Eventually, the clinic aims to offer in-home videoconferencing, especially in rural areas without public transportation systems. This offering is not expected to change the role satellite clinics play in serving clients.
“There is still a digital divide for rural areas with poor Internet connectivity, and clients may not have computers or smartphones, or their phone data plans may not support home video sessions,” McCord said. “From a clinical perspective, getting severely depressed clients out of their houses for appointments at satellite clinics is often a valuable part of their treatment plans.”
While videoconferencing is the clinic’s main mode of conducting counseling, telephone sessions also are available to clients in their homes and workplaces. Some clients take advantage of phone sessions from their cars during their lunch breaks at work.
TCC aims to improve, increase telehealth training nationally, globally
Since 2009, the TCC has trained more than 50 doctoral students in telepsychology and involved more than 40 researchers in its program.
In addition to counseling and research, the students perform their fair share of social work. On behalf of their clients, they communicate with mental health authority caseworkers, welfare offices, food banks and physicians, when necessary.

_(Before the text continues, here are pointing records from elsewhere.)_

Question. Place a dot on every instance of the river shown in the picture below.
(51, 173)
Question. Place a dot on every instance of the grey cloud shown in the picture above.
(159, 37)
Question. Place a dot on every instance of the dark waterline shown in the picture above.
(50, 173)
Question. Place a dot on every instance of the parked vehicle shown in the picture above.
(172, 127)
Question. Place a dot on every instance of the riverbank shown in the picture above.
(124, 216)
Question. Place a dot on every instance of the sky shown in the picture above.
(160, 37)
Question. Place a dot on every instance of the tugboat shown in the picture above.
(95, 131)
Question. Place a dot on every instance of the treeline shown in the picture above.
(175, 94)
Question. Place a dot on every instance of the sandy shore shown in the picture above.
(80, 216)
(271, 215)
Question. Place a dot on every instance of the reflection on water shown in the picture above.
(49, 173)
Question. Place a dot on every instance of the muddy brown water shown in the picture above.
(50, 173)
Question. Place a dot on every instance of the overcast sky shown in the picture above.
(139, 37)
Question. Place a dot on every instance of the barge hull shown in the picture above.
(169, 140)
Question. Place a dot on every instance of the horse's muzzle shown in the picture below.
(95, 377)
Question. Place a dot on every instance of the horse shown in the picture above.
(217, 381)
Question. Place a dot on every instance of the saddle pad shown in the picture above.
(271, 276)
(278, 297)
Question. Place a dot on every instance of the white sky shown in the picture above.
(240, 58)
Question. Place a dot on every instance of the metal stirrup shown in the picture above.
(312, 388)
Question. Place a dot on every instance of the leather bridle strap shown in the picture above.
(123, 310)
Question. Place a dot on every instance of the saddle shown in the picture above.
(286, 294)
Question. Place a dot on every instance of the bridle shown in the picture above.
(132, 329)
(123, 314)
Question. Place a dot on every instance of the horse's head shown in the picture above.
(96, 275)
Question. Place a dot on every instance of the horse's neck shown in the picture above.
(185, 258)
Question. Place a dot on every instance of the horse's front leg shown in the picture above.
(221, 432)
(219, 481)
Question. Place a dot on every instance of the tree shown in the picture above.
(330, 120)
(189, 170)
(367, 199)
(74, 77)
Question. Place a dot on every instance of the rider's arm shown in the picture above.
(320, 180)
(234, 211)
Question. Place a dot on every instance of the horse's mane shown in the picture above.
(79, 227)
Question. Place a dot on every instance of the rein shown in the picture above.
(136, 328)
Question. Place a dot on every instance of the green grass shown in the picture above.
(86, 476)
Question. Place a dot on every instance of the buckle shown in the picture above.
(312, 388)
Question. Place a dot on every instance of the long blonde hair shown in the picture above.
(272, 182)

Many students choose to pursue careers in telepsychology so they can use their knowledge and experience to make a difference in provider shortage areas, sometimes their hometowns, across the nation and around the world, McCord said.

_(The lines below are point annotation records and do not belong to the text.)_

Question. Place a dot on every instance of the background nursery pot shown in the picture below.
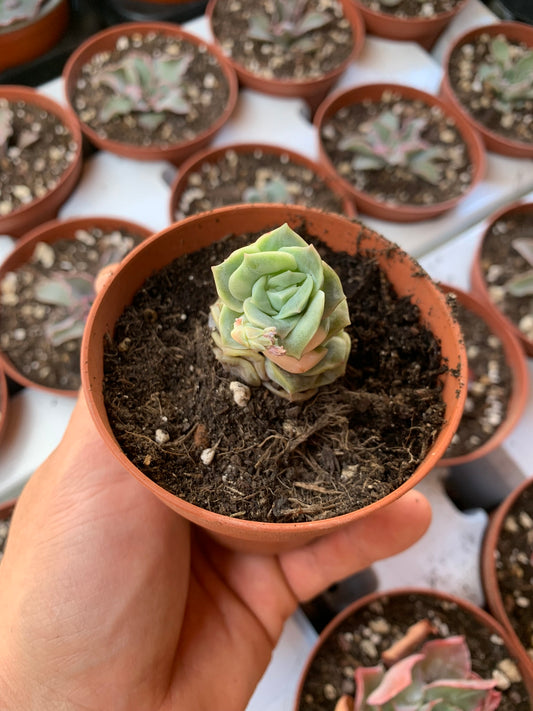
(192, 138)
(516, 311)
(398, 210)
(495, 383)
(312, 89)
(51, 232)
(365, 629)
(39, 209)
(506, 566)
(494, 139)
(424, 30)
(267, 179)
(193, 233)
(25, 40)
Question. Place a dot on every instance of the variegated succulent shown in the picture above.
(12, 11)
(507, 73)
(438, 677)
(280, 316)
(289, 24)
(390, 141)
(522, 284)
(146, 86)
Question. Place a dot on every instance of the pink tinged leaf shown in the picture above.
(397, 679)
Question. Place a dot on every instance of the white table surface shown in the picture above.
(137, 191)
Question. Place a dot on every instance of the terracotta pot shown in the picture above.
(105, 41)
(51, 232)
(311, 90)
(23, 41)
(195, 232)
(515, 31)
(489, 575)
(486, 625)
(479, 285)
(384, 210)
(19, 221)
(516, 361)
(212, 155)
(423, 30)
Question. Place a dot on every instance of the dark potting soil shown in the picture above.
(168, 401)
(363, 636)
(500, 261)
(514, 566)
(316, 53)
(204, 86)
(513, 122)
(412, 8)
(396, 184)
(28, 323)
(240, 176)
(35, 155)
(490, 384)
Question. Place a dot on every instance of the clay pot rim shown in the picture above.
(105, 38)
(217, 523)
(477, 612)
(479, 286)
(386, 210)
(195, 161)
(305, 87)
(16, 92)
(495, 141)
(489, 578)
(51, 232)
(516, 359)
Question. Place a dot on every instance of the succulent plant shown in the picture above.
(280, 316)
(289, 24)
(389, 141)
(522, 284)
(145, 85)
(16, 10)
(438, 678)
(507, 74)
(275, 190)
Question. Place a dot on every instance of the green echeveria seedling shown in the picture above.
(438, 678)
(280, 316)
(145, 85)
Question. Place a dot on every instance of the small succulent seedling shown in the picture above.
(438, 677)
(522, 284)
(275, 190)
(145, 85)
(389, 141)
(17, 10)
(508, 76)
(280, 316)
(289, 24)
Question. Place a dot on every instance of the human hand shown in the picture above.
(110, 601)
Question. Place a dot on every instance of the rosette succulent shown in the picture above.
(438, 678)
(280, 316)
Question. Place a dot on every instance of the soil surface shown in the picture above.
(490, 383)
(318, 52)
(500, 262)
(412, 8)
(514, 567)
(274, 460)
(37, 153)
(364, 635)
(514, 122)
(244, 176)
(204, 86)
(26, 320)
(397, 184)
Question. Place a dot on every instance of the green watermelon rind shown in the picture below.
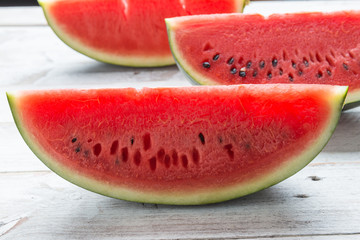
(195, 77)
(123, 60)
(336, 100)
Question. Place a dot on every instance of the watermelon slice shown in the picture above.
(312, 48)
(191, 145)
(125, 32)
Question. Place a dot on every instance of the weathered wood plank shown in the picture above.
(22, 16)
(47, 207)
(269, 7)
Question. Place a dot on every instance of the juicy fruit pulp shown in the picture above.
(191, 145)
(316, 48)
(125, 32)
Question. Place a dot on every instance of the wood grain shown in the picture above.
(299, 206)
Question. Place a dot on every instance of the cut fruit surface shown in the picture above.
(124, 32)
(190, 145)
(311, 48)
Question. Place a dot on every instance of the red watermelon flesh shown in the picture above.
(312, 48)
(189, 145)
(131, 32)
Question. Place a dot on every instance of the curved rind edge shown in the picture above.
(182, 198)
(190, 73)
(130, 61)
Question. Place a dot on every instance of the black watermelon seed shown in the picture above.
(306, 63)
(242, 74)
(206, 64)
(216, 57)
(231, 61)
(248, 64)
(262, 64)
(255, 73)
(274, 62)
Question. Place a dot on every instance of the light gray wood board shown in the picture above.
(344, 146)
(269, 7)
(35, 56)
(22, 16)
(41, 205)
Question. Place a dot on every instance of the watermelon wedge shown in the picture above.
(125, 32)
(311, 48)
(190, 145)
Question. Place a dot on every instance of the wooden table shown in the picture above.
(320, 202)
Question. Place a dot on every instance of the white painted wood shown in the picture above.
(47, 207)
(269, 7)
(22, 16)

“It’s awesome serving the surrounding community, but the change agents we are creating, the leaders at the cutting edge of what we are doing in health care, sending out Aggies to go change the world, literally, now that’s something to invest in,” McCord said.
A gap exists between the telepsychology wants and needs of consumers and communities, and the telepsychology training provided students entering the workforce, as well as professionals already in practice.
“This is why I am so passionate about helping other programs add telehealth training to their clinics,” McCord said.
The faculty and students have produced over 40 conference presentations, papers and research posters, and composed 10 articles published in peer-reviewed journals.
Five continuing education units, including telehealth 101, laws and ethics of telehealth, and managing crises and emergencies in telehealth, are available online. The online training helps fulfill the clinic’s mission to extend mental health care to areas without adequate resources, and nominal fees for the courses help sustain the program.
Additionally, training provided by TCC faculty provides financial support. For example, the U.S. Department of Defense recently hired McCord and her colleague to train Army and Air Force mental health practitioners on a United States Air Force base located in Italy.
McCord and her colleagues are in the process of developing a comprehensive sustainability model for the program to cover operating expenses in the absence of grants that soon end. Most grants, such as those secured to launch the clinic, do not provide funding to sustain existing programs.
“Our students are learning creative ways to find funding outside traditional channels,” McCord said. “With a lot of hustle, anyone can provide these services to the underserved.”